The older I got, though, the more the Sonic franchise began to lose its way. Then whatever association the blue speedster had with coolness was murdered, violently, the moment Sega allowed him to open his mouth. Petulant and whiny, Sonic’s persona quickly began to feel like an out of touch dad’s approximation of cool, fraudulent in every sense. The Sonic franchise has been a bit of an embarrassment for close to two decades now, struggling to find its identity with every new instalment, whilst Mario has thrived.
Sonic the Hedgehog, a belated live-action take on the once sacred game series, is not the product to restore the video game mascot’s former glory. It arrives, slightly delayed, after an admittedly amusing period in internet history in which the character’s initial design was unveiled and quickly ridiculed as terrifying; the studio heard the fans and opted for a design overhaul. Sonic looks better in this version, but his film – which finds the anthropomorphic blue hedgehog, voiced by Ben Schwartz, transported as a sort of alien refugee from his CGI-rendered planet to (wait for it) modern day Montana – perfectly encapsulates the current state of the games themselves: it can’t quite figure out what to do with itself.
The thrill of any Sonic game is undoubtably the speed. Yet this film, directed by Jeff Fowler in his debut, fails to make use of its titular character’s awesome superpowers, and – after he is teamed with a likeable police sheriff, played by James Marsden, for a conventional road trip story – puts its spiky hero behind the wheel of a vehicle for large portions of the movie. It’s a worryingly languid adventure for something based on one of the fastest video game franchises.

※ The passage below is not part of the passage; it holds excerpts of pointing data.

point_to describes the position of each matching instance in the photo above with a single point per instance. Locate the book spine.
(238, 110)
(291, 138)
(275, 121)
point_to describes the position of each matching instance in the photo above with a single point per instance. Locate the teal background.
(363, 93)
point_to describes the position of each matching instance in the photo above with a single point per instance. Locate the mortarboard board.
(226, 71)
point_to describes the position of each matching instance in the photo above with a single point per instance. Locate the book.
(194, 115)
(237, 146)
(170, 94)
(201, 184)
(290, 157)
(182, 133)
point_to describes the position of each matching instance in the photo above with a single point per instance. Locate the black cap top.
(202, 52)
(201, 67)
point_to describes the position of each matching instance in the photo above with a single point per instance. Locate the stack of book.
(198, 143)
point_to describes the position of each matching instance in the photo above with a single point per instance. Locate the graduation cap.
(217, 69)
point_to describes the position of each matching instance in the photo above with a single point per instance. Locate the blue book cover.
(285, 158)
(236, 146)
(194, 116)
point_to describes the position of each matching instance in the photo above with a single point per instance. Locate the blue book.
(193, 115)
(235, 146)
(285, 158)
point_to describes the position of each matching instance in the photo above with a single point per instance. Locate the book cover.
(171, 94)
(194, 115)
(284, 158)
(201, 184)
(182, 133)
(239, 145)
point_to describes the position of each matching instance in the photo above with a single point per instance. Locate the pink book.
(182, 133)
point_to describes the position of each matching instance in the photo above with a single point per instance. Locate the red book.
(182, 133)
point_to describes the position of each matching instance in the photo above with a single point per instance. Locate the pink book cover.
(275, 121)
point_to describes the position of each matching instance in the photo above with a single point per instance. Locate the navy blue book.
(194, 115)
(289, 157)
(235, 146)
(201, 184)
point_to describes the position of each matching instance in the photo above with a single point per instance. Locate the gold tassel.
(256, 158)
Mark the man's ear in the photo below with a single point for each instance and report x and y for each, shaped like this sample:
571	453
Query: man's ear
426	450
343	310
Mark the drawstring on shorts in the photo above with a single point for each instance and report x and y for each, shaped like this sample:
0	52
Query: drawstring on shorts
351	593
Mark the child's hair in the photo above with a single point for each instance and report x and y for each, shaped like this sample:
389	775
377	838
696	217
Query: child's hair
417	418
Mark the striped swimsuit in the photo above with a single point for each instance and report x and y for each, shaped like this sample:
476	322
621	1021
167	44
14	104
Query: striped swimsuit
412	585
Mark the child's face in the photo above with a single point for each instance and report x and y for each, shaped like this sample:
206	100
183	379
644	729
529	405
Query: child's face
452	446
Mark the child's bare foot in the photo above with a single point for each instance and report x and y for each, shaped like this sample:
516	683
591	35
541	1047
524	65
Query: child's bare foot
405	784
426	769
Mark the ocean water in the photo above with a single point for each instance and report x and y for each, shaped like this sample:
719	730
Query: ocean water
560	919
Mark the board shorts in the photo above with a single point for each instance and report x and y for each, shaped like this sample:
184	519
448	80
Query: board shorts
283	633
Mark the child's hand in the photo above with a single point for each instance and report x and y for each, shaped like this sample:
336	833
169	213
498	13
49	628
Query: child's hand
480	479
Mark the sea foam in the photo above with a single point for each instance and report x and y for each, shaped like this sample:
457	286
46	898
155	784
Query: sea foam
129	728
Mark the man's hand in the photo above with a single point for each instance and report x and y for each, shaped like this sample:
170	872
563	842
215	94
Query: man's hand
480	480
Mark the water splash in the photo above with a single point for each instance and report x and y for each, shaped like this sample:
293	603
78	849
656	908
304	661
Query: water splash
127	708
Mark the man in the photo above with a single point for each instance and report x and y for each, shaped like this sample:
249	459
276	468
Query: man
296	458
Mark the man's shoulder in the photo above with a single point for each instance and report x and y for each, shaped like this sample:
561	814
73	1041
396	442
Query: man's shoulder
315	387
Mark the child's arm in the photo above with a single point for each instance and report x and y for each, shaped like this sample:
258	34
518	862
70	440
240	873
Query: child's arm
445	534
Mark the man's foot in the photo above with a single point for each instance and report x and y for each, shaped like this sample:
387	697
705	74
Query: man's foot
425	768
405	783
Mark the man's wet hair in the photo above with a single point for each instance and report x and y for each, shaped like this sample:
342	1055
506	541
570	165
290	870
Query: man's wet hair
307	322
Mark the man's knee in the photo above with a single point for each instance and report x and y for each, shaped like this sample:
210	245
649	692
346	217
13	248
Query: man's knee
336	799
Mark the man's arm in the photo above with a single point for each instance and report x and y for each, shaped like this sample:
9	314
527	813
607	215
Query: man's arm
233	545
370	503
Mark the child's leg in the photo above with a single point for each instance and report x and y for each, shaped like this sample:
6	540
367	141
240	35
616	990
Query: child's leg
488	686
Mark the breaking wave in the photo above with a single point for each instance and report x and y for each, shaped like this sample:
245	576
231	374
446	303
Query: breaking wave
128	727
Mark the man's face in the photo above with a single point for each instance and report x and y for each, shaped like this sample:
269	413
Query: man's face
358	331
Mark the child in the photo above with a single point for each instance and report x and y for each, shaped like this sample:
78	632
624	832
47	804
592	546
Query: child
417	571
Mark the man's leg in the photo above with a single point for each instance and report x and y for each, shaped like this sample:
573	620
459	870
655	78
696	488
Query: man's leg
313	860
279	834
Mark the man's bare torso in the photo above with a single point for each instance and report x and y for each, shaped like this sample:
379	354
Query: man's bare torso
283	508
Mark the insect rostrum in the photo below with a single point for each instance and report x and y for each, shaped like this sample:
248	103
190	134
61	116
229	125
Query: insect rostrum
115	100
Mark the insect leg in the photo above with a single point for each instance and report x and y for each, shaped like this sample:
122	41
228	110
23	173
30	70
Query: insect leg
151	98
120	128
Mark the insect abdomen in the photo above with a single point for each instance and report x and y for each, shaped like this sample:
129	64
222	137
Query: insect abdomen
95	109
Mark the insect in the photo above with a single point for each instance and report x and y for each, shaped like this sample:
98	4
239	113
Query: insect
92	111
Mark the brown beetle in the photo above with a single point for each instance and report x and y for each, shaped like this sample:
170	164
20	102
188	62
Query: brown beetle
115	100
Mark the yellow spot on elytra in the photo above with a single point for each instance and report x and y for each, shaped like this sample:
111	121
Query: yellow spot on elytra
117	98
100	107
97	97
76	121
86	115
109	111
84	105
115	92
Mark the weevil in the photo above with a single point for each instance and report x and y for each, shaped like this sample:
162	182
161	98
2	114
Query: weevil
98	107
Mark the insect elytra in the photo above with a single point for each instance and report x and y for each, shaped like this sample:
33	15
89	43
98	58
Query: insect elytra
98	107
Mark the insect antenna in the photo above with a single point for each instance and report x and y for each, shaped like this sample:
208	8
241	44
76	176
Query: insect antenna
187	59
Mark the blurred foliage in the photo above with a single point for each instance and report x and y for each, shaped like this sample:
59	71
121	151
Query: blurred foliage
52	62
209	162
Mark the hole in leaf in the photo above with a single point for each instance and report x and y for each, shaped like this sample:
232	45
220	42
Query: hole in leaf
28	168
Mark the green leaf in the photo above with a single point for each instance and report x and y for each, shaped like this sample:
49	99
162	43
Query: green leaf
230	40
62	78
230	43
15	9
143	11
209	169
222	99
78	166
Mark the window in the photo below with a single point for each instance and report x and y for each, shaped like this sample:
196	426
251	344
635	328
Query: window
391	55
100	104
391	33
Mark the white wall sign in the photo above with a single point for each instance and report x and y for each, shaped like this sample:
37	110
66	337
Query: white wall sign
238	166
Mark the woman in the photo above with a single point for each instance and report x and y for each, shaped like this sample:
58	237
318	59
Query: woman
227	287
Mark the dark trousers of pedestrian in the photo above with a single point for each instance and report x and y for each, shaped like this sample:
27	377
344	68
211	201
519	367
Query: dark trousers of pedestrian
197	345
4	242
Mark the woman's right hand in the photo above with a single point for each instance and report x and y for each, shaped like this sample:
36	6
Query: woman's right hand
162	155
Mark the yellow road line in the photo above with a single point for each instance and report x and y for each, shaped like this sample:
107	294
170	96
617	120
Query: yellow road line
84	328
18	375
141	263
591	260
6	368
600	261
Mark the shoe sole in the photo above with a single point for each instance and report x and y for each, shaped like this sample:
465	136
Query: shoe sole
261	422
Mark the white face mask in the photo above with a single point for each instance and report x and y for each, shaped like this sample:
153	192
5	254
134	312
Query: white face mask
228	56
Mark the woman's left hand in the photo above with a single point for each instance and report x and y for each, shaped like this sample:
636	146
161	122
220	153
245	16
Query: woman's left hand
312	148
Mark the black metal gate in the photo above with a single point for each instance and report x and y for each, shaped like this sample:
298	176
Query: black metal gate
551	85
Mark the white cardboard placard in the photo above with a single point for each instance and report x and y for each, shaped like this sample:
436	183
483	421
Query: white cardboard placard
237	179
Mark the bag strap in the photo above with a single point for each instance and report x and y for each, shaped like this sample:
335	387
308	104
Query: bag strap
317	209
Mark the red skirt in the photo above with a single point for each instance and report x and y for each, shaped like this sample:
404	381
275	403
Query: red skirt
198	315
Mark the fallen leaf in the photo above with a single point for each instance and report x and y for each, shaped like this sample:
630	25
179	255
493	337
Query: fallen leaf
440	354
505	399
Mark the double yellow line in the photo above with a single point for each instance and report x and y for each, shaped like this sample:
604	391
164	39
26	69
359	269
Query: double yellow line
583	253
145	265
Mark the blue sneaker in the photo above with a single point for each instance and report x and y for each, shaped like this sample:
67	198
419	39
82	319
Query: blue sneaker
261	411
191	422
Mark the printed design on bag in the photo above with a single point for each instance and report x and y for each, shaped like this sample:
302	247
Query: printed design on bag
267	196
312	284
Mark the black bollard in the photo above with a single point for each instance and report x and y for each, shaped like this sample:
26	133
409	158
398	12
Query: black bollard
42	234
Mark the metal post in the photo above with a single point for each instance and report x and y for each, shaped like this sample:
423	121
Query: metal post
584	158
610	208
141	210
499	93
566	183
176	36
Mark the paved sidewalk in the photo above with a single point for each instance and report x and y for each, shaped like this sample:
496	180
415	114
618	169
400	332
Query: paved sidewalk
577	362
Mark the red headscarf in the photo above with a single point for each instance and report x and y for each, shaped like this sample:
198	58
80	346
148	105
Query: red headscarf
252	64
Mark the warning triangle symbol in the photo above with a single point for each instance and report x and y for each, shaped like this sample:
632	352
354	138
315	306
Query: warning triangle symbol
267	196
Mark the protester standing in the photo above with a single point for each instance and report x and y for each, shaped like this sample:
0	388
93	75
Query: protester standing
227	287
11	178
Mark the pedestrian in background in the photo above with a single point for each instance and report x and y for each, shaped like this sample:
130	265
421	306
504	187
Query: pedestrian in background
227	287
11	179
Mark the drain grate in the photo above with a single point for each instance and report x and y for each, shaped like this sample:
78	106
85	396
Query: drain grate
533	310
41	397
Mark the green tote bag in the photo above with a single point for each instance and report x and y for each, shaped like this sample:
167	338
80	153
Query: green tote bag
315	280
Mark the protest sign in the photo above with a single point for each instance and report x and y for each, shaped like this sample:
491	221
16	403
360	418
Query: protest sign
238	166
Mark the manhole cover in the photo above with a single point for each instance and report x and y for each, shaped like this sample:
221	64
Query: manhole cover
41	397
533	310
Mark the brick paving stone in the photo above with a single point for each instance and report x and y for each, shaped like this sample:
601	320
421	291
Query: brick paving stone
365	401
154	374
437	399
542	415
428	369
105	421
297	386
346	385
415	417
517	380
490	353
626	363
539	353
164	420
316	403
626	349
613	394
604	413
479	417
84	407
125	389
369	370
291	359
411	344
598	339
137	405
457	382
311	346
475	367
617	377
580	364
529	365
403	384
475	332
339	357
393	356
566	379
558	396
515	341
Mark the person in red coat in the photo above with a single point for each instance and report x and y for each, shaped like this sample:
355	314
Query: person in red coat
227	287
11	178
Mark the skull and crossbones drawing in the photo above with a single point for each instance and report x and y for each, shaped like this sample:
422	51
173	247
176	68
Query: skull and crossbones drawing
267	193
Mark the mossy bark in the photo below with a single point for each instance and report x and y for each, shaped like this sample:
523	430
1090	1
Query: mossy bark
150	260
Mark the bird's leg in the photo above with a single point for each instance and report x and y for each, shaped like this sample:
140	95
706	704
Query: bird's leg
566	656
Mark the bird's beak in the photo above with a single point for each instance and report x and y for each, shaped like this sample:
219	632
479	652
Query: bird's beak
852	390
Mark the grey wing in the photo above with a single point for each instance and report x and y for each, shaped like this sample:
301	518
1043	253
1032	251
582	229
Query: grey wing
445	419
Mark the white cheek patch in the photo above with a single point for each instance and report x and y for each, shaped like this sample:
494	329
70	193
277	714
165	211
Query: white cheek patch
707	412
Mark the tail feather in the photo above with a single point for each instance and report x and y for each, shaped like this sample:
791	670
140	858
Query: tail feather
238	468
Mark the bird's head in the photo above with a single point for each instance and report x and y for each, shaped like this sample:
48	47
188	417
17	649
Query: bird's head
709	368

The notion of a film twenty years too late is rammed home by the inclusion of Jim Carrey as Sonic’s arch-nemesis Dr. Robotonik, a casting choice that would have made perfect sense in, oh, 1999, but now reeks of desperation. Carrey is without a doubt the film’s best element, but his turn here is far from the legendary actor’s finest hour. Chewing the scenery to absurd levels, he does his best to inject the film with the wild energy it deserves, but he’s fighting a losing battle: Sonic the Hedgehog, ironically, never picks up enough momentum to fully entertain. The result is as generic and broad and as watered down as any studio movie of this sort can be. Sonic, it turns out, really is the relic we all had him pegged for. Being a “Mario kid” never seemed more appealing.